A new report on eLearning urges state lawmakers and boards of education to lead education into the 21st century by rethinking education policies, guaranteeing equity for all learners, and delivering high-quality online instruction.

The nearly $7 billion that schools spend each year on technology has resulted in “islands of innovation,” the report says. But the quality of these programs varies widely, and poor and minority students often are excluded.

The study, “Any Time, Any Place, Any Path, Any Pace: Taking the Lead on eLearning Policy,” was released in October by the National Association of the State Boards of Education (NASBE) after a year-long development process.

Twenty state board members representing 16 states studied literature, heard presentations, and participated in group discussions to produce this 54-page report intended as a policy handbook for decision makers.

“The report is an outline or blueprint for other members as they decide policy in their own states,” said David Griffith, director of public affairs at NASBE. “Our focus is directed toward state policy level, but we have found our reports are also applicable at the local level.”

According to NASBE’s report, preliminary research shows that eLearning has had a positive impact on student achievement, but much more needs to be done.

“State education policy makers should … take the lead and move decisively to assure that eLearning spreads rapidly and equitably, is used well, and strengthens the public education system,” it says.

The report urges state policy makers to:

• Revise what should be stressed in academic standards;

• Develop and implement computer-based assessment systems;

• Revise all policies that inhibit eLearning;

• Empower families with educational choices; and

• Enact policies that allow for collaboration among states.

According to the report, a state’s method of assessment should reflect its method of instruction. If technology is used in instruction, it should also be used for testing.

“The cost of developing new state assessments is significant, [but] once they are up and running, a state will almost certainly save a considerable amount of money in staff time, printing, warehousing, and shipping costs” by implementing online assessments, the report says. Oregon paid nearly $600,000 a year for its online testing program, and Virginia paid more then $2 million on a demonstration program in nine high schools.

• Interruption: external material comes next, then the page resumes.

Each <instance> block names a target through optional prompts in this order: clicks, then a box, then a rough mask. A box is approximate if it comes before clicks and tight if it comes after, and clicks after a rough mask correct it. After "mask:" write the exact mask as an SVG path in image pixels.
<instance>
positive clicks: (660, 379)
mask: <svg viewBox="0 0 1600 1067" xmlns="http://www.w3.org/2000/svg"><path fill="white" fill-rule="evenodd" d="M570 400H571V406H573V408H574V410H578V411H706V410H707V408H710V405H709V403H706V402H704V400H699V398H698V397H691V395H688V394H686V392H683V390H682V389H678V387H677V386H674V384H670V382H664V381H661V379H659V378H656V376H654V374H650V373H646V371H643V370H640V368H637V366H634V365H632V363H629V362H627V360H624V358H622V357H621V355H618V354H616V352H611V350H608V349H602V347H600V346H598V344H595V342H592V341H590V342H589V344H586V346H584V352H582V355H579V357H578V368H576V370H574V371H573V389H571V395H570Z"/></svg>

With an electronic assessment system, Florida is able to track students’ progress from year to year, and Texas can track migrant students as they move from school to school.

In addition, the report says, state school boards should lead the effort in ensuring equity to all learners, regardless of their location, background, or disability, by:

• Establishing well-prepared, well-supported teachers who are equitably deployed;

• Providing access to hardware, software, and fast internet connections at school;

• Offering after-school access to eLearning opportunities; and

• Supplying assistive technologies to special-needs students.

North Carolina was one of the first states to implement technology standards for teachers, through a program called the Technology Competencies for Educators. Connecticut, Georgia, North Carolina, and Virginia also have technology components in their recertification requirements but—to date—34 states do not.

Lastly, the report recommends that state boards regulate the quality of eLearning instruction by:

• Establishing policies and procedures for students taking credits online;

• Determining ways to provide a wide range of eLearning resources; and

• Revisiting policies that govern internet use and protect student privacy.

Paying for the development of online courses is a big issue for state school boards, because development costs can be quite high. The Illinois Virtual High School devised an economical solution by requiring each school to contribute online courses and instruction in proportion to the number of its students enrolled in the state’s virtual school.

The Milken Family Foundation, Lightspan Inc., and NetSchools Corp. sponsored the report, which can be downloaded from NASBE’s web site.